Asking what information we are interested in and identifying where the information is located in a specific document
Tailoring a query to the document and obtaining the desired information
(Re)casting the extracted values into a format that facilitates further analysis
XPath is a query language that is useful for addressing and extracting parts from HTML/XML documents.
url <- "http://www.r-datacollection.com/materials/ch-4-xpath/fortunes/fortunes.html"
fortune <- readLines(url)
library(XML)
parsed_fortune <- htmlParse(file=fortune)
print(parsed_fortune)
## <!DOCTYPE HTML PUBLIC "-//IETF//DTD HTML//EN">
## <html>
## <head><title>Collected R wisdoms</title></head>
## <body>
## <div id="R Inventor" lang="english" date="June/2003">
## <h1>Robert Gentleman</h1>
## <p><i>'What we have is nice, but we need something very different'</i></p>
## <p><b>Source: </b>Statistical Computing 2003, Reisensburg</p>
## </div>
##
## <div lang="english" date="October/2011">
## <h1>Rolf Turner</h1>
## <p><i>'R is wonderful, but it cannot work magic'</i> <br><emph>answering a request for automatic generation of 'data from a known mean and 95% CI'</emph></p>
## <p><b>Source: </b><a href="https://stat.ethz.ch/mailman/listinfo/r-help">R-help</a></p>
## </div>
##
## <address>
## <a href="http://www.r-datacollectionbook.com"><i>The book homepage</i></a><a></a>
## </address>
##
## </body>
## </html>
##
A tree perspective on parsed_fortune
?xpathSApply
## starting httpd help server ... done
getwd()
## [1] "C:/Users/CAU/Dropbox/2020_Class/fall/big data methodology/R"
xpathSApply(doc = parsed_fortune, path = "/html/body/div/p/i")
## [[1]]
## <i>'What we have is nice, but we need something very different'</i>
##
## [[2]]
## <i>'R is wonderful, but it cannot work magic'</i>
xpathSApply(parsed_fortune, "//body//p/i")
## [[1]]
## <i>'What we have is nice, but we need something very different'</i>
##
## [[2]]
## <i>'R is wonderful, but it cannot work magic'</i>
xpathSApply(parsed_fortune, "//p/i")
## [[1]]
## <i>'What we have is nice, but we need something very different'</i>
##
## [[2]]
## <i>'R is wonderful, but it cannot work magic'</i>
Relative path statements result in complete traversals of the document tree, which is rather expensive computationally and decreases the efficiency of the query.

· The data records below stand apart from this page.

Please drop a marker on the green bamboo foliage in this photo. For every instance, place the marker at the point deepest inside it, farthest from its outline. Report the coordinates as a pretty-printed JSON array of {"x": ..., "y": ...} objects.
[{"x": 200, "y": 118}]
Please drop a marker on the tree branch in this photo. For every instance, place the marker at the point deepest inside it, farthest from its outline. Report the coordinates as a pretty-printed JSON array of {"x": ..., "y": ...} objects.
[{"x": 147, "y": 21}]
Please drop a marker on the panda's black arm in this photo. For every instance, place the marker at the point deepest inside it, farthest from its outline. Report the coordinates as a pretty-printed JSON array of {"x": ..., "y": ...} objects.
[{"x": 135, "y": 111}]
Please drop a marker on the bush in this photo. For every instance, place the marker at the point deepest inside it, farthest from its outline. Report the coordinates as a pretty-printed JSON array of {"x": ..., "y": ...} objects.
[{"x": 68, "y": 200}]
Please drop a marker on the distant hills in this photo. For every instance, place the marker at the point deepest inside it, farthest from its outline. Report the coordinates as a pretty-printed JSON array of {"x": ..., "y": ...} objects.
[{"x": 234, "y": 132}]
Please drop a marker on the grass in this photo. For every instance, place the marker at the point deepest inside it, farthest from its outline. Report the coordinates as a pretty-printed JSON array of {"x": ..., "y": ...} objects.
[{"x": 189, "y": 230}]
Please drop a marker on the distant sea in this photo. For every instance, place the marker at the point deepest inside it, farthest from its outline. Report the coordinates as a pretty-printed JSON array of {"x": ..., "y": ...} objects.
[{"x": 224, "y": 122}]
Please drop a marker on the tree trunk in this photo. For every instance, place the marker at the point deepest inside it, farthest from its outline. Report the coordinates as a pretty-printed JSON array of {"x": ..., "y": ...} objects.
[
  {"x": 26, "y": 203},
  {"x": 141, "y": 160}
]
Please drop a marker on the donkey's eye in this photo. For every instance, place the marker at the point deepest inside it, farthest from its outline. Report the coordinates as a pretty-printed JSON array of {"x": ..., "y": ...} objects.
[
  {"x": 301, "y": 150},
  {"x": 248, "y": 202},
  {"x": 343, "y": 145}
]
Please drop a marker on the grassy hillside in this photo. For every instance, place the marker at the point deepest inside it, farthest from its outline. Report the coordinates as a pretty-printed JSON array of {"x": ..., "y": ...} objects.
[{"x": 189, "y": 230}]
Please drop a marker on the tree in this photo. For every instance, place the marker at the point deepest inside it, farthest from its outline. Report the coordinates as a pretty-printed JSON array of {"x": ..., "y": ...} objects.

So, if speed is an issue to your code execution, it is advisable to express node locations by absolute paths
xpathSApply(parsed_fortune, "/html/body/div/*/i")
## [[1]]
## <i>'What we have is nice, but we need something very different'</i>
##
## [[2]]
## <i>'R is wonderful, but it cannot work magic'</i>
xpathSApply(parsed_fortune, "//title/..")
## [[1]]
## <head>
## <title>Collected R wisdoms</title>
## </head>
xpathSApply(parsed_fortune, "//address | //title")
## [[1]]
## <title>Collected R wisdoms</title>
##
## [[2]]
## <address>
## <a href="http://www.r-datacollectionbook.com">
## <i>The book homepage</i>
## </a>
## <a/>
## </address>
node1/relation::node2
xpathSApply(parsed_fortune, "//a/ancestor::div")
## [[1]]
## <div lang="english" date="October/2011">
## <h1>Rolf Turner</h1>
## <p><i>'R is wonderful, but it cannot work magic'</i> <br/><emph>answering a request for automatic generation of 'data from a known mean and 95% CI'</emph></p>
## <p><b>Source: </b><a href="https://stat.ethz.ch/mailman/listinfo/r-help">R-help</a></p>
## </div>
xpathSApply(parsed_fortune, "//a/ancestor::div//i")
## [[1]]
## <i>'R is wonderful, but it cannot work magic'</i>
xpathSApply(parsed_fortune, "//p/preceding-sibling::h1")
## [[1]]
## <h1>Robert Gentleman</h1>
##
## [[2]]
## <h1>Rolf Turner</h1>
xpathSApply(parsed_fortune, "//title/parent::*")
## [[1]]
## <head>
## <title>Collected R wisdoms</title>
## </head>
Visualizing node relations
Predicates are simple functions that are applied to a node’s name, value, or attribute, and which evaluate whether a condition is true or false.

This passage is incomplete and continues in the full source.